2021 Critical Studies Thesis Mentors
January 28, 2021
The current Critical Studies thesis projects focus on a wide range of topics including disability studies, cultural studies, media studies, film theory, literary criticism, eco-criticism, transgender theory, and speculative fiction.
This year's thesis mentors are:
Sara Tatyana Bernstein, Ph.D. writes about and teaches fashion and cultural studies. Her fashion and cultural criticism publications include articles for Vox, BuzzFeed Reader, The Outline, Fashion, Style and Popular Culture Journal, Critical Studies in Fashion and Beauty, Dress, and several edited collections of scholarly essays. She received her Ph.D. in Cultural Studies from the University of California, Davis, and her M.A. in Visual Culture from New York University.
Sara is also the editor and co-founder of Dismantle Magazine: Fashion, Popular Culture, Social Change http://www.dismantlemag.com
Angela Catalano teaches courses on film history, film theory and criticism, horror films, and film festivals. Her research interests include surveillance and propaganda, maternal representations in horror films, and experimental animation. She is currently a Film Programmer for the True/False Film Festival. She received her Master of Arts in Cinema, Media, and Digital Studies from the University of Wisconsin-Milwaukee.
Cole Cohen is the author of the memoir Head Case (Henry Holt, 2015), which received a starred Kirkus review and was excerpted in Vogue. She has been a Yaddo Fellow and a finalist for the Bakeless and Association of Writers & Writing Programs Creative Nonfiction Prizes and is currently a featured contributor for Entropy. Her scholarly interests include the intersection of Performance Studies, Disability Studies, and the body. She holds an MFA in Creative Writing from California Institute of the Arts and has previously taught at Rutgers University and The New School for Social Research.

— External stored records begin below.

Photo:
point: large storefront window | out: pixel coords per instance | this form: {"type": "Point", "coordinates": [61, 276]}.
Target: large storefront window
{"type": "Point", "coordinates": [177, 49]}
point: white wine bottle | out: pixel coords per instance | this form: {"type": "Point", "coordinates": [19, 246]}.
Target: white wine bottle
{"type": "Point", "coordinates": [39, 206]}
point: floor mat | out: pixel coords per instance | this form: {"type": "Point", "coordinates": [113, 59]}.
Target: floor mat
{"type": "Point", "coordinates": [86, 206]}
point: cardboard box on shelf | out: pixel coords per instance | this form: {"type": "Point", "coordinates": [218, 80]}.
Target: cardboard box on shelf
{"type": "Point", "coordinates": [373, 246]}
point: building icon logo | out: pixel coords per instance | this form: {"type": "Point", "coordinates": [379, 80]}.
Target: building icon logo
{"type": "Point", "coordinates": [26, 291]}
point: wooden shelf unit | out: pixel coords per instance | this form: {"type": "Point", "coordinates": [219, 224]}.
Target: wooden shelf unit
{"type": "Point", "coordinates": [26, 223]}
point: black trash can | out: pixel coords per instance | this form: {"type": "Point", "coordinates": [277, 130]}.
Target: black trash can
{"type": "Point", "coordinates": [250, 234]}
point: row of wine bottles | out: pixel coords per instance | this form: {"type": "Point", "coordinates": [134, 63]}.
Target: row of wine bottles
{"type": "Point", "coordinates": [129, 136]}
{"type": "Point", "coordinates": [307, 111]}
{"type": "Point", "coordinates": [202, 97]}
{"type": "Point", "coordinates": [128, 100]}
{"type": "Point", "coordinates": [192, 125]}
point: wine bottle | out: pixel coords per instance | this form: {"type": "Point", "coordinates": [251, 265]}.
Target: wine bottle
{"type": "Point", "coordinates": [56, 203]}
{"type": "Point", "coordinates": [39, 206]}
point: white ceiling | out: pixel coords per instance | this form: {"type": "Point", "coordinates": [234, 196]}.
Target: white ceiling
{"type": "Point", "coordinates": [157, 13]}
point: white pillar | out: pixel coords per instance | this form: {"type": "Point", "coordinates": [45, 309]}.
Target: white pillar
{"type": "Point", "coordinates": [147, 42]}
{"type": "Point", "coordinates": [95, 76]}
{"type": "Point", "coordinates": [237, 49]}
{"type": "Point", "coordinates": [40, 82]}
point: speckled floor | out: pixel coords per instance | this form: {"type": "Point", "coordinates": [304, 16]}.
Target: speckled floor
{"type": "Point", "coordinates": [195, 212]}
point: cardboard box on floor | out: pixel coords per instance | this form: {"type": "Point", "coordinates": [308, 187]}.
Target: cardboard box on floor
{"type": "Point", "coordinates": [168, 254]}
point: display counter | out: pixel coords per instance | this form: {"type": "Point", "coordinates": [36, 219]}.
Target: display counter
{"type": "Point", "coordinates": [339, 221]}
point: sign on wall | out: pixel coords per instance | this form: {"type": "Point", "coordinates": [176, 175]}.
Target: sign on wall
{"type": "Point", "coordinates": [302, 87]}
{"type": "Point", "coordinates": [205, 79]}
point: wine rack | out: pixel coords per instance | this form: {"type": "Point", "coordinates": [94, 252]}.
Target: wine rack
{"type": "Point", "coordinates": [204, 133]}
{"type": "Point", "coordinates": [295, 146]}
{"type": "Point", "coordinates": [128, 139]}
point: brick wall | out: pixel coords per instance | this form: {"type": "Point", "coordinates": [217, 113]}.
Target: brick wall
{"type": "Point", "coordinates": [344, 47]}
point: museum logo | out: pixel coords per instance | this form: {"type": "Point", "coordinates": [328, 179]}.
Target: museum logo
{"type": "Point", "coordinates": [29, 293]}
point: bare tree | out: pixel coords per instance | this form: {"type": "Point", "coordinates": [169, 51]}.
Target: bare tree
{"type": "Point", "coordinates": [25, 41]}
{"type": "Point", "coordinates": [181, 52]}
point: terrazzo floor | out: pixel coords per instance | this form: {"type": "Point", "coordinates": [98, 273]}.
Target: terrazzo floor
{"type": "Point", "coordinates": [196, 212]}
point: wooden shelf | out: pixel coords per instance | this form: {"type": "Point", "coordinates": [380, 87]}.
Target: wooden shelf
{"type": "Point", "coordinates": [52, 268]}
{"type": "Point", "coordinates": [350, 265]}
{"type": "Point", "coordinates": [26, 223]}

Meghan Drury is an instructor, musician, and popular culture scholar. She holds a PhD in American Studies from George Washington University and a master’s degree in ethnomusicology from UC Riverside. Her research focuses on intersections between popular music, identity, and sound studies.
Dana Ghazi was born and raised in Damascus, Syria before moving to the United States in 2002. She studied English Literature and Gender and Sexuality Studies for her undergrads and has a Master of Arts degree in Conflict Resolution and Peace Studies from Portland State University. Dana has worked with international programs focused on addressing major conflicts like the ones in Syria, Colombia and the Balkans and national programs focused on transforming structural violence, generational trauma and the role of the arts as a way for resistance and recovery during and post-conflict. Currently Dana works as an Arabic mental health counselor at the Intercultural Psychiatric Program with Oregon Health and Science University providing direct mental health services to refugees and victims of torture and war.
Raechel Anne Jolie
Raechel Anne Jolie received her PhD in Communication Studies with a minor in Gender & Sexuality Studies from the University of Minnesota. Her writing has been published in Teen Vogue, Bitch Magazine, In These Times, and more. Her critically acclaimed novel, Rust Belt Femme, is available through Belt Publishing. https://www.raechelannejolie.com/
Margaret Killjoy is an author and anarchist with a long history of itinerancy. She is the author of several novels and the Danielle Cain series for Tor.com Publishing. https://birdsbeforethestorm.net/
Sloane McNulty (PhD American Studies – Rutgers) is an instructor at the Pacific Northwest College of Art. Their work is centered on assemblages of gender, ecology, and embodiment, while also intervening in narratives around genetic science, social media, and animal ethics. They are currently working on a book length manuscript entitled, “Viral Ethics: Media, Ecology, Debt,” as well as pursuing more extensive scholarship on the cultural deployment of parasitism, affective regimes of social media, and intersections of transgender rights and technology.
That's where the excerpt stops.